“What Act?” Ralph asked.
“Why, sir, you never mean that you don’t know about the Act of Uniformity?”
“That’s what I do mean, my friend,” said Ralph.
“Don’t know the Act of Uniformity! Have you heard of the Five Mile Bill?”
“No.”
“Nor the Test Bill that the Bishop wants to get afoot?”
“No.”
“Deary me, deary me,” said the clerk, with undisguised horror at Ralph’s ignorance of the projected ecclesiastical enactments of his King and country. Then, with a twinkle in the corner of his upward eye as he held his head aside, the old man said,—
“Perhaps your honor has been away in foreign parts?”
Ralph had to decline this respectable cover for his want of familiarity with matters which were obviously vital concerns, and perhaps the subjects of daily conversation, with his interlocutor.
The clerk had resumed his labors. When he paused again it was in order to enlighten Ralph’s ignorance on these solemn topics.
“You see, sir, the old ’piscopacy is back again, and the John Presbyters that joined it are snug in their churches, but the Presbyters that would not join it are turned out of their livings. There—that’s the Act of Uniformity.”
“The Act of Non-Conformity, I should say,” replied Ralph.
“Well, the Jack Presbyters are not to be allowed within five miles of a market town—that’s the new Five Mile Bill. And they are not to be made schoolmasters or tutors, or to hold public offices, unless they take the sacrament of the Church—and that’s what the Bishop calls his Test Act; but he’ll scarce get it this many a long year, say I—no, not he.”
The clerk had offered his lucid exposition with the air of one who could afford to be modestly sensible of the superiority of his knowledge.

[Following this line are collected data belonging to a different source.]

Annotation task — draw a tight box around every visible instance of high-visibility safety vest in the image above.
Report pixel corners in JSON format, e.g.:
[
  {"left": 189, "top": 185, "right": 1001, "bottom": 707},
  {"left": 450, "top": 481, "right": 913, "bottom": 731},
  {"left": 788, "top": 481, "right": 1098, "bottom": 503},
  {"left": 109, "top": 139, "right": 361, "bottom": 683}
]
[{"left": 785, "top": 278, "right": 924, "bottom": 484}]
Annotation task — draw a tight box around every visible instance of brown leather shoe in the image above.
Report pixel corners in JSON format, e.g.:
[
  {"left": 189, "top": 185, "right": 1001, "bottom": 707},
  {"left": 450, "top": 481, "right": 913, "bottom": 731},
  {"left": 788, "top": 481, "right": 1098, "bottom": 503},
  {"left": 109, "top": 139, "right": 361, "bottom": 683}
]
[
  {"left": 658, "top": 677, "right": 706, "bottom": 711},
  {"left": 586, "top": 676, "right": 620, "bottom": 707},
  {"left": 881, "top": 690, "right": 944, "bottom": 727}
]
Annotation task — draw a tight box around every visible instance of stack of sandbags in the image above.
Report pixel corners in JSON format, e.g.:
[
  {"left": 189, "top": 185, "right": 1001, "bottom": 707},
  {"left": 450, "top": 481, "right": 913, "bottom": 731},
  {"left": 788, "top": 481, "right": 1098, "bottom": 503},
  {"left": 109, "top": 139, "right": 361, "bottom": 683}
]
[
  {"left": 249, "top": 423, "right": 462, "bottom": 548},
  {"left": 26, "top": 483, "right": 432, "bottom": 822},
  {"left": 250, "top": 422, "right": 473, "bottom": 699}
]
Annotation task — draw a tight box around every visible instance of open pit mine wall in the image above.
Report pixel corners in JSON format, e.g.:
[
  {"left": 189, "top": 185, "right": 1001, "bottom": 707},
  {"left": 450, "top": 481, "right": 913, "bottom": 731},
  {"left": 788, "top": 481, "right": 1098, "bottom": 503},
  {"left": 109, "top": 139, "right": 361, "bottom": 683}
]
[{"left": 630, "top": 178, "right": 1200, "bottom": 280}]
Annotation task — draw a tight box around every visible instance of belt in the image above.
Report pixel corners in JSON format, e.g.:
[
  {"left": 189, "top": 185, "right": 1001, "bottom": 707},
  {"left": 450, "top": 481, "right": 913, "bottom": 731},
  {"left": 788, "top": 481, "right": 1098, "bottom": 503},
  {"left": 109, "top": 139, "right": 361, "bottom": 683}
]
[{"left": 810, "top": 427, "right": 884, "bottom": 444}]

“And when he does get it he’ll want an Act more, so far as I can see,” said Ralph, “and that’s a Burial Act—an Act to bury the Presbyters alive. They’d be full as well buried, I think.”.
A shrewd glance from the old man’s quick eyes showed that at that moment he had arrived at one of three conclusions—that Ralph himself was a Presbyter or a Roundhead, or both.
“Our minister was a Presbyter,” he observed aloud, “and when the Act came in he left his benefice.”
But Ralph was not minded to pursue the subject.
The grave was now ready; it had required to be long and wide, but not deep.
The snow was beginning to fall again.
“Hard work on a morning like this,” said the clerk, coughing as he threw aside his spade. “This is the sort of early morning that makes an old man like me catch his breath. And I haven’t always been parish clerk and dug graves. I was schoolmaster till Michaelmas.”
It was time to commit to the grave the burden which had passed three long weeks on the back of the mare. Not until this moment did Ralph’s hand once relax its firm grip of Betsy’s bridle. Loosing it now, he applied himself to the straps and ropes that bound the coffin. When all was made clear, he prepared to lift the body to the ground. It was large and heavy, and required the hands of Sim and the clerk as well.